I’m going to try and be better about messes this summer. In the nine years of being a mom, no one has actually died because of a messy room or a living room filled with Legos. We’ll leave them for a few days to make sure we’re done with them this summer. We will, of course, clean up eventually though. I am still your mother, Mary Graham, hater of all mess and clutter. But I’m going to try to ignore a little more of it.
This summer (and this one is exciting for me…), you’re going to make your own breakfasts! Every day! I can’t wait. You can put the frozen waffles in the toaster or warm up the French toast sticks in the microwave just as well as I can so it’s you’re thing now. I’ll be here to make sure you eat protein and fruit, but I’ll do it from afar.
I promise, this year, we’re going to grow things in the dirt and we’re going to eat them with our loud, happy mouths. Yes, Aunt Penny next door has a better garden than we’ll ever have and she keeps us stocked with fresh produce all summer, but we’re joining in too. I think there is something so beautiful and frustrating and triumphant about growing your own food. It feels magical, and this summer, after the chaos and brokenness of last summer, I want magic so bad.
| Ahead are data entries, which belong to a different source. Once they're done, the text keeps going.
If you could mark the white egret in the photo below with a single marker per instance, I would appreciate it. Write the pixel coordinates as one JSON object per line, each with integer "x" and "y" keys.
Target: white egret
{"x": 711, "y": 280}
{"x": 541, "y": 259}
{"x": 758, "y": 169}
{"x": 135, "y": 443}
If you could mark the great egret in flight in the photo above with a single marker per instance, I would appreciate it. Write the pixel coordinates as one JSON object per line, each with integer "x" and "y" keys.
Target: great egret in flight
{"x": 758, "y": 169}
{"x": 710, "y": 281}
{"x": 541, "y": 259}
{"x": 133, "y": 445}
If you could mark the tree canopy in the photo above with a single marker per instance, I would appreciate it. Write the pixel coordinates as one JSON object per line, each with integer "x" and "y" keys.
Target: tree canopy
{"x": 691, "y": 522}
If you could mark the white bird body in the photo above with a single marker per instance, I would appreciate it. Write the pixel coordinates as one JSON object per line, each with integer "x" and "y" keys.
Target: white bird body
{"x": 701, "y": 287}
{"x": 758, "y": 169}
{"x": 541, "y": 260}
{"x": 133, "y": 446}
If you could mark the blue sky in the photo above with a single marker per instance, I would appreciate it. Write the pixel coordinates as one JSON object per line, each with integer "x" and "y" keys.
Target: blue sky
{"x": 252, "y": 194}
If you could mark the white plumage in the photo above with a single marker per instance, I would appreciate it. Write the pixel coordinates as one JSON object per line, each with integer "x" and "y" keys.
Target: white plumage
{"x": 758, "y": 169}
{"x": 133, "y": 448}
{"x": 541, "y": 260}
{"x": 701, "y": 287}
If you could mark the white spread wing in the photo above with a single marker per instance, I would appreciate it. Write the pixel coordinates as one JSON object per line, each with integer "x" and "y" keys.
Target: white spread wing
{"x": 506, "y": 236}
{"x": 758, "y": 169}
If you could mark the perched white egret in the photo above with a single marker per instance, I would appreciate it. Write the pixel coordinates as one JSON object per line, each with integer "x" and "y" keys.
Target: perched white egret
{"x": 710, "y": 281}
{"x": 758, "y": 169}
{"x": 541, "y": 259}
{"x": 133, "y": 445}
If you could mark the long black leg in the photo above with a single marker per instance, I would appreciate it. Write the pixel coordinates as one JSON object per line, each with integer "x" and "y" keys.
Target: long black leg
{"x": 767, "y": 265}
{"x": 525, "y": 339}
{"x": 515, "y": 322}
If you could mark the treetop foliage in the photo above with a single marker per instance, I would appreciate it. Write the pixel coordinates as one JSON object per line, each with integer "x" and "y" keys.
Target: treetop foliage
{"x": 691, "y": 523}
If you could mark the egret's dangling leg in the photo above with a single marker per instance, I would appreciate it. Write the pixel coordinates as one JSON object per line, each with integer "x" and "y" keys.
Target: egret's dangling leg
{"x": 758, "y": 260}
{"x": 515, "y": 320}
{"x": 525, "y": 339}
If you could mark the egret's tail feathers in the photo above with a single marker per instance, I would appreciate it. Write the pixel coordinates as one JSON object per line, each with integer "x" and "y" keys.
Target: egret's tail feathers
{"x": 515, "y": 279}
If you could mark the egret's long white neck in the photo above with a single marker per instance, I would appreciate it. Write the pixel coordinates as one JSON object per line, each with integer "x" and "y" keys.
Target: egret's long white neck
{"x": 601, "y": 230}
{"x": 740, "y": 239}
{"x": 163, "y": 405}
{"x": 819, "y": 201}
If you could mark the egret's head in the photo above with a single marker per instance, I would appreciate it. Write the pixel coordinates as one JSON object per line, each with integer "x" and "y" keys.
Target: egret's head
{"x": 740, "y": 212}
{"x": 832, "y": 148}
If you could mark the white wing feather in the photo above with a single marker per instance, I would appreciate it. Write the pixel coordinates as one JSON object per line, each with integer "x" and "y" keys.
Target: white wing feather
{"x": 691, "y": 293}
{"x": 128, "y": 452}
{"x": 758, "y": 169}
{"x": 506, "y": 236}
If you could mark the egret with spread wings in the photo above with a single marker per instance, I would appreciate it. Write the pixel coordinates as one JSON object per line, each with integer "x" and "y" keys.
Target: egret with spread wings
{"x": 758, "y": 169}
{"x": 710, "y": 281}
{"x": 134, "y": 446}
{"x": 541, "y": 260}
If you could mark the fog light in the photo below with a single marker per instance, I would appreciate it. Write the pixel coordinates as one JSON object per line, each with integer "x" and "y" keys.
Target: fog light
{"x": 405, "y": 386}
I’m already dreaming of lazy afternoons spent piled on the couch, a jumble of arms and legs, as we read books and eat snacks. Summer snacks like watermelon and popsicles and berries. We’ll sit until our legs fall asleep, and then we’ll stumble outside to sun ourselves on the back patio, books in tow.
Let’s get a hammock this summer. Let’s take naps there. Let’s turn it into a ride like my sister and I did when we were little, pushing it so high you almost flip over, but then just at the last moment, you rush back down to earth and safety, the wind in your hair and a smile in your eyes, on your mouth, and in your laugh.
When August rolls around, we’ll have our summer tans, our lighter hair, and a new spread of freckles on our cheeks and shoulders. We’ll be ready for school and routines and bedtimes again when it’s time to register for second and fourth grade. Second and fourth grade? How is that possible, little ones? I remember preschool and backpacks bigger than you. It’s too soon for this.
Summers are my favorite, they feel decadent and wild, but the start of a school year feels good too. Summers wouldn’t be as golden if it was always summer.
Last summer, I made a summer to-do list. But then everything crumbled and surviving took over. There wasn’t room for pool trips or park adventures or laughing, to be honest. I promise that this summer there won’t be a list of things we want to do, not that there’s anything wrong with it, but for us, right now, we need open days and open hearts and not a lot of expectations.